From: Daniel Vetter <daniel.vetter@ffwll.ch>
To: Andi Shyti <andi.shyti@linux.intel.com>
Cc: Daniel Vetter <daniel.vetter@ffwll.ch>,
intel-gfx <intel-gfx@lists.freedesktop.org>,
dri-devel <dri-devel@lists.freedesktop.org>,
Chris Wilson <chris.p.wilson@linux.intel.com>,
Tvrtko Ursulin <tursulin@ursulin.net>
Subject: Re: [PATCH v3 00/15] CCS static load balance
Date: Wed, 28 Aug 2024 15:47:21 +0200 [thread overview]
Message-ID: <Zs8qaZftGbq7Ls00@phenom.ffwll.local> (raw)

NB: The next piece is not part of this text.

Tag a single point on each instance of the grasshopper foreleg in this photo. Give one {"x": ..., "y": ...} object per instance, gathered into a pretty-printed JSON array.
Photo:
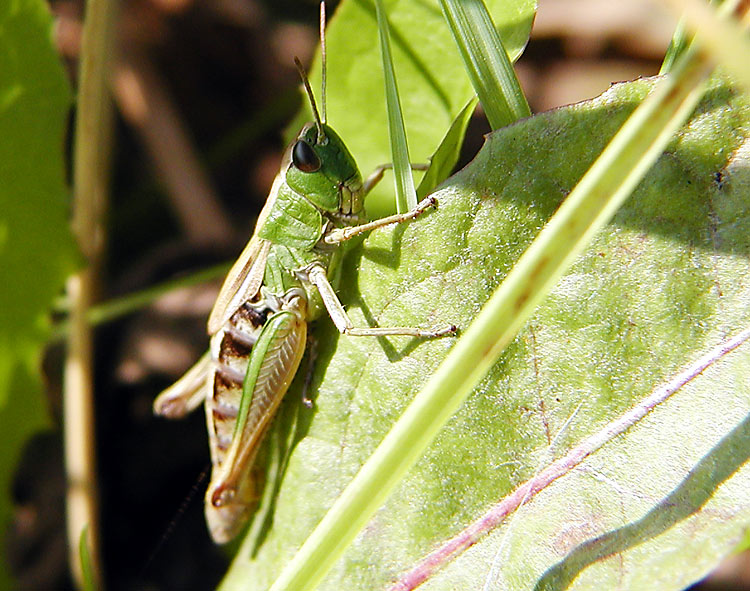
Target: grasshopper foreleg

In-Reply-To: <Zs7dv57piSIj3Og4@ashyti-mobl2.lan>
On Wed, Aug 28, 2024 at 10:20:15AM +0200, Andi Shyti wrote:
> Hi Sima,
>
> first of all, thanks for looking into this series.
>
> On Tue, Aug 27, 2024 at 07:31:21PM +0200, Daniel Vetter wrote:
> > On Fri, Aug 23, 2024 at 03:08:40PM +0200, Andi Shyti wrote:
> > > Hi,
> > >
> > > This patch series introduces static load balancing for GPUs with
> > > multiple compute engines. It's a lengthy series, and some
> > > challenging aspects still need to be resolved.
> >
> > Do we have an actual user for this, where just reloading the entire driver
> > (or well-rebinding, if you only want to change the value for a specific
> > device) with a new module option isn't enough?
>
> Yes, we have users for this and this has been already agreed with
> architects and maintainers.
So my understanding is that for upstream, this only applies to dg2,
because the other platforms don't have enough CCS engines to make this a
real issue.
Do we really have upstream demand for this feature on dg2 only?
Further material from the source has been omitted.